4) Zijn de artikelen 5, 10 en 31 van richtlijn 2004/38/EG van het Europees Parlement en de Raad van 29 april 2004 betreffende het recht van vrij verkeer en verblijf op het grondgebied van de lidstaten voor de burgers van de Unie en hun familieleden, gelezen in samenhang met de artikelen 8 en 13 van het Europees Verdrag tot bescherming van de rechten van de mens en de fundamentele vrijheden, de artikelen 7, 24, 41 en 47 van het Handvest van de grondrechten van de Europese Unie en artikel 21 van het Verdrag betreffende de werking van de Europese Unie, verenigbaar met nationale rechtspraak en bepalingen als de artikelen 39/2, § 2, 40, 40 bis, 42 en 43 van de wet van 15 december 1980 betreffende de toegang tot het grondgebied, het verblijf, de vestiging en de verwijdering van vreemdelingen, en artikel 52, § 4, van het koninklijk besluit van 8 oktober 1981 betreffende de toegang tot het grondgebied, het verblijf, de vestiging en de verwijdering van vreemdelingen, die als gevolg hebben dat een door de Raad voor Vreemdelingenbetwistingen gewezen arrest houdende nietigverklaring van een beslissing waarbij verblijf krachtens die bepalingen is geweigerd, de dwingende termijn van zes maanden die wordt voorgeschreven bij artikel 10 van richtlijn 2004/38/EG, artikel 42 van de wet van 15 december 1980 en artikel 52 van het koninklijk besluit van 8 oktober 1981, niet schorst maar stuit?

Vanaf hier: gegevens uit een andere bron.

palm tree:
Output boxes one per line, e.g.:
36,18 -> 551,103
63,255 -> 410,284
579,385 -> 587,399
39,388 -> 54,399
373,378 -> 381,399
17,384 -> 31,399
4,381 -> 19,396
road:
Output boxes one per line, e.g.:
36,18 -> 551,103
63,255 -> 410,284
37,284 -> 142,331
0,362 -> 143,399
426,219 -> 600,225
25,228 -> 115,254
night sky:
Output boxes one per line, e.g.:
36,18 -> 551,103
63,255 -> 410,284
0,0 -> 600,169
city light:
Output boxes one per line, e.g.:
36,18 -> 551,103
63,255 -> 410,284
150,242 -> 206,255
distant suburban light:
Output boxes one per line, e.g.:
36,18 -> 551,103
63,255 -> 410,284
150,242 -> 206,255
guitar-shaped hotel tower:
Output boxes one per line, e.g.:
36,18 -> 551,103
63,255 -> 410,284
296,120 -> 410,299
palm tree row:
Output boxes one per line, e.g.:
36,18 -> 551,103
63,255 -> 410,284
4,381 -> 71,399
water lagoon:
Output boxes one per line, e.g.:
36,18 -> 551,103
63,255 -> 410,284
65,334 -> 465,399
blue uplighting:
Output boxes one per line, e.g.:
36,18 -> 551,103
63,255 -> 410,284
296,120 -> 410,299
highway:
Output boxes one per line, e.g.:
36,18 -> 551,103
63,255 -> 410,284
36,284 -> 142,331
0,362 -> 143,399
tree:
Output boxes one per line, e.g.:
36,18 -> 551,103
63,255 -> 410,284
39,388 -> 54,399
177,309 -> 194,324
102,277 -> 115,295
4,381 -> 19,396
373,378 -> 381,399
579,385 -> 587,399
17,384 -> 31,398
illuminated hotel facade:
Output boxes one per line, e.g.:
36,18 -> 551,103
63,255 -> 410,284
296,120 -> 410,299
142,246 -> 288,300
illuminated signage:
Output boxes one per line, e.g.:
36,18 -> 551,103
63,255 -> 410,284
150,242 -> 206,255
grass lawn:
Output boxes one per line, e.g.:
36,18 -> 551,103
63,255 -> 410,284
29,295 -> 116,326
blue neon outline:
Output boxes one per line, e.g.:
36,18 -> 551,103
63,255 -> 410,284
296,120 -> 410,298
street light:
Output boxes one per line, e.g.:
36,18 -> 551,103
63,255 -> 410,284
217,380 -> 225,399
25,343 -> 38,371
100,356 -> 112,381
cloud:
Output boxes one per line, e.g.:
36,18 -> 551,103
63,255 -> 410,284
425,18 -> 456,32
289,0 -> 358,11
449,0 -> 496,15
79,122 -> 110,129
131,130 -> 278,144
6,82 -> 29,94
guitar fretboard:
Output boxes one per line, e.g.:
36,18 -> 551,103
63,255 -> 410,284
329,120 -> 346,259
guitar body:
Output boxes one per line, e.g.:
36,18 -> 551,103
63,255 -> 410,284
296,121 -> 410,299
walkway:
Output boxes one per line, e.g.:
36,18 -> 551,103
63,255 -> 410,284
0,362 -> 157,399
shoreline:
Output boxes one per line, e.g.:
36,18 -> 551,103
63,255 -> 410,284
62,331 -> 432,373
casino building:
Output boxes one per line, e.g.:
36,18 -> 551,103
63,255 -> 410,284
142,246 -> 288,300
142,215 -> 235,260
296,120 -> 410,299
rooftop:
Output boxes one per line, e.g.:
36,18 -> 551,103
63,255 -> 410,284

5) Vereist richtlijn 2004/38/EG van het Europees Parlement en de Raad van 29 april 2004 betreffende het recht van vrij verkeer en verblijf op het grondgebied van de lidstaten voor de burgers van de Unie en hun familieleden, dat aan de overschrijding van de in artikel 10, lid 1, van die richtlijn voorgeschreven termijn van zes maanden gevolgen worden verbonden en zo ja, welke? Vereist of staat richtlijn 2004/38/EG toe dat het gevolg van de overschrijding van die termijn erin bestaat dat de

aangevraagde verblijfskaart automatisch wordt afgegeven zonder dat is vastgesteld dat de aanvrager daadwerkelijk voldoet aan de voorwaarden om in aanmerking te komen voor het verblijfsrecht waarop hij aanspraak maakt?